# Insulating around waste pipe?



## Windows on Wash (Aug 30, 2011)

I am guessing you are over a crawl space vs. a basement?

When the flange goes on, it should be tight to the floor and sealed to the subfloor.

If you want to seal it in the meantime, stuff a plastic bag around it or some batt insulation if you have some around. The trash bag option is usually much more readily available.


----------



## JenD* (Nov 17, 2012)

*Plastic bags are a lifesaver*

Thanks for writing! We actually have used plastic bags stuffed around the pipe as we work in that room, and yep, they work wonders.

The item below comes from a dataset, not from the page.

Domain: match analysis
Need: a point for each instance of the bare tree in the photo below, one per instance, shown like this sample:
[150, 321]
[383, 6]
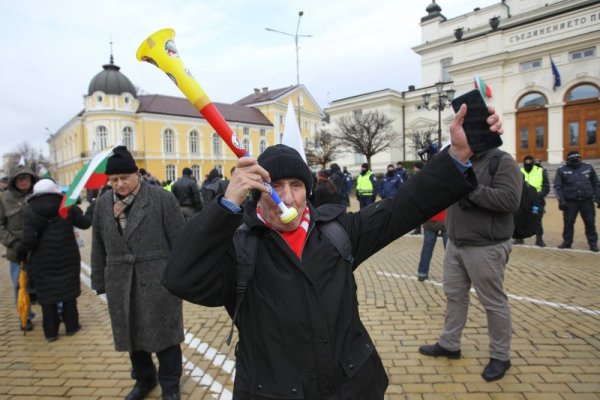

I understand that flange should be installed thru the new tile/backerboard, but since it was not previously (the existing vinyl was installed just up to the flange decades ago, it looks like) I am concerned that will be the case again this time for some unknown reason. If this is what has to happen, is it okay to just leave the plastic bags in there over time, do you think? I am guessing/hoping there wouldn't be a mold issue with the plastic? Happy to get some batt to do the same thing if you think that is a better solution.


----------



## Windows on Wash (Aug 30, 2011)

Is that space over a crawl space?

The bigger issue is that there is no insulation or air barrier down there if so.

Look up all the crawl space threads here on this forum and you will get some ideas on how to improve that insulation schedule. That has to be fixed up a well or you are going to have an ice cold bathroom/toilet.
http://www.youtube.com/watch?v=07h2O496kyU


----------